Times come along when we desperately need to chat to another human being about the big issues in life. It’s usually best to find someone with a limp who doesn’t dispatch ego wisdom from a great height. For, without mutual empathy and brokenness exchange we are only walking into a co-dependency trap.
Of course, we tend to only learn this lesson after many wrong turns on the search for ‘advice’. Nowhere is it on offer more than within the Christian or Self-Help subcultures. Most of the Christian counselling is free, though at a hidden cost, while the Self-Help brand is usually focused on big bucks and lots of them. Counselling has been reduced to a recruitment drive for religious devotees, or a product to be dispensed on the production of a credit card. What would Jesus say?????
My own formative life was filled with regular ‘pastoral’ chats or check ups when I was involved in a hierarchical Shepherding group back in the 70s and early 80s. Taking the late Mr Wesley’s accountability structures within early Methodism we turned it into our own Frankenstein version of pastoral care.
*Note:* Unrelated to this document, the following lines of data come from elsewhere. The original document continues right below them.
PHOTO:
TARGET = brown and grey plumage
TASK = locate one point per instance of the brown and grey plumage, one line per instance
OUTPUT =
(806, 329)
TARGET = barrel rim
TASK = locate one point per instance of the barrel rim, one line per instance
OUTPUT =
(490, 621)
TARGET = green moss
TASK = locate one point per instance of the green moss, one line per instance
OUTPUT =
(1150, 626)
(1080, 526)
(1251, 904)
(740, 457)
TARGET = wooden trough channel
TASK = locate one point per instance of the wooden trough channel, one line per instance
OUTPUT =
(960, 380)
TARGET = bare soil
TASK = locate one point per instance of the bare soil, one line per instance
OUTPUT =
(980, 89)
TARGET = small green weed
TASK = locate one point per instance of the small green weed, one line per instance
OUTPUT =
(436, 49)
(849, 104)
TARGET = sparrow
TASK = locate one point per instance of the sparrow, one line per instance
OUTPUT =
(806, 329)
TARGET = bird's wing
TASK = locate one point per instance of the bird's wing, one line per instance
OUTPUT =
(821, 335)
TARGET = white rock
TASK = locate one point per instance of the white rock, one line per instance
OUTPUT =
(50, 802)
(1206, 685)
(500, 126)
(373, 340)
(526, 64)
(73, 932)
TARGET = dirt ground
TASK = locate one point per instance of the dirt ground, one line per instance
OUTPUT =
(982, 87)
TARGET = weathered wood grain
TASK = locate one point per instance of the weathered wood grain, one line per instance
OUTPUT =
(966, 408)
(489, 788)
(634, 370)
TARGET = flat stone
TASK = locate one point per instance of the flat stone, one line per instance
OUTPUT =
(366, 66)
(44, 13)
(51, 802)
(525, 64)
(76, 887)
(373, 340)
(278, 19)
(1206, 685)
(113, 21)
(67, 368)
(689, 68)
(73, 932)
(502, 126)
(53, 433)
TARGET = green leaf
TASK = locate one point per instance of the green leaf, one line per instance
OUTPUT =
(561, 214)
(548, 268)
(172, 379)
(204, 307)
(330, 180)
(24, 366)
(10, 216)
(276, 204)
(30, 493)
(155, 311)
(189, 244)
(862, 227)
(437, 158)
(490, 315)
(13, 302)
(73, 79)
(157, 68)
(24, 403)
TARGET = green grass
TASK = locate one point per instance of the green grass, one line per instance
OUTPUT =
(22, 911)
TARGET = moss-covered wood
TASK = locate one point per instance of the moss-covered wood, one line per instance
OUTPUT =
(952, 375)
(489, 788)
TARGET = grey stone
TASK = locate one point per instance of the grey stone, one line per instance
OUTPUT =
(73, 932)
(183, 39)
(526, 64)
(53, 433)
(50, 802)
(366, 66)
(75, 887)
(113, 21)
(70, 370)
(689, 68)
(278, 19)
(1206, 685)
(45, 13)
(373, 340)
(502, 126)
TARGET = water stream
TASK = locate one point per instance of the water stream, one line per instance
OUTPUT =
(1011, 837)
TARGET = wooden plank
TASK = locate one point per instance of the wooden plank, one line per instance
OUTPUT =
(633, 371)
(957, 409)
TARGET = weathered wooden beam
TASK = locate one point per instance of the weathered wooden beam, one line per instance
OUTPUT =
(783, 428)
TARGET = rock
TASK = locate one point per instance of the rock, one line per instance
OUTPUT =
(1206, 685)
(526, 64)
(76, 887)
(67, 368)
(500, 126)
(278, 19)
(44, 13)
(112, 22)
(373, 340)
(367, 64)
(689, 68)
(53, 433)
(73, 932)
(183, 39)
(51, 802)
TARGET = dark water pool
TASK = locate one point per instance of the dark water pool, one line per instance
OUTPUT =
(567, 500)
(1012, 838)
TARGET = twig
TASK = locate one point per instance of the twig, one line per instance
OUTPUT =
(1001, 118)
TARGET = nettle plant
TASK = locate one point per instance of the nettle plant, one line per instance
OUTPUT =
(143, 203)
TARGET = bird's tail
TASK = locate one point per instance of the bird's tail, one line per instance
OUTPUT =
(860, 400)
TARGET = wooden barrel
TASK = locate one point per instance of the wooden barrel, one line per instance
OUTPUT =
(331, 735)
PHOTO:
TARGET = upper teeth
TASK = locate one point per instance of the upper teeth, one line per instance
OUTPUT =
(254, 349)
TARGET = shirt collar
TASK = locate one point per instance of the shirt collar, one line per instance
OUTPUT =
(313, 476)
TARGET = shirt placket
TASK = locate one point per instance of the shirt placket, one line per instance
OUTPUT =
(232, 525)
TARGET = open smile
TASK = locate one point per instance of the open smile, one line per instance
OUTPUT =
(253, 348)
Every few weeks or so I’d be piously summed for a wee chat, during which I’d spill my guts about all the issues that were at boiling point in my young psyche-soul. With a beatific smile and bedside manner, my chosen Shepherd would listen carefully before dispensing a few home truths to take with me to ponder over. In our hierarchical set-up, I’m embarrassed to admit that I too played the counselling game, calling up my own wee unfortunate sheep friends for a concerned chat. Now, it was usually over coffee and biscuits but nevertheless it was a co-dependency situation where we marched into others’ personal lives in the guise of a God-given guide.
Looking back I’m amazed at how much info I both passed on and received during my years within the dysfunctional group. It was only years later that I discovered that most other folk just faked it, wearing masks of conformity whilst keeping their maverick nature closely under wraps. Eventually of course the whole thing went belly up, but at the great cost of those involved. Counsellor pastors were eventually revealed to have more internal problems than the folk that they counselled. My own particular counsellor fell into a long adulterous affair long after I had jumped ship. And to think that he had dispensed marital counselling to me and many others during our Shepherding sojourn, as a Model of a good Christian husband.
What I’m really saying is that it is difficult to know what goes on in the deep inner realms of any counsellor. So what are we to do? Well, as initially stated, it’s best to find someone detached from your religious involvement to bounce things off. Sadly many pastors have a vested interest in our continual committment and involvement in their organisations. Of course not all pastoral professionals operate like this but is difficult for them not to project the man/woman of God expertise of their ecclesiastical position. The best counsellors are those who rarely see us and have no association with our particular faith group. At least that’s my take on it.
Though many of us dispense with the bathwater of religious involvement our hurting psyches still yearn for advice. We turn to the Self-Help guru who appears to have it all together with their spirituality-only version of the beatific smile. Successful living is the new product on offer to those of us only too aware of our human frailty. Advice here usually costs and costs big, the justification pedalled is that everyone has to eat. I can understand that angle coming from a fully qualified psychiatrist, but not, I’m afraid for the supposed enlighten of heart. When cash is involved a co-dependency can be developed well by the counselling sell by date. The longer the spiritual input, the bigger the cheque. Frankly I’m appalled at some of the rates that leading spiritual teachers charge their clients for special one-to-one Skype sessions. We can be very gullible while in pain, and open to the smooth seductions of the professional spiritual charlatan. Of course, free material is often available from such spiritual counsellors, though it usually ends abruptly with an appeal for funds. Wisdom is needed in such matters. Best not to believe that all that glitters is gold in the marketplace of spiritual entrepreneurs.
So what do we do? Well, I believe that Divine Love brings along the right people for us to meet at the right time. All the Wisdom that we require already dwells within us. We just need a little encouragement to fine tune our inner hearing and listen to its startling revelations and counsel. Those sent are usually broken or semi-broken folk like ourselves. Those who have managed to limp just a little further along the Path of Life. Usually their input is for free, a gift of Love of which they may not even be aware. The greatest contribution that they can towards our spiritual welfare is to authenticate our own Journey of Self. We usually know in any present situation what we have to do. We only lack courage and the ‘go for it’ reinforcement of our fellow travellers. Generally such relationships are short-lived and for a specific temporal purpose. Divine Love will move us both on before things can turn dysfunctional.
At the end of the day, we are left with a most wonderous Self within, the masterpiece of Source, the One who walks with us in reassuring Presence.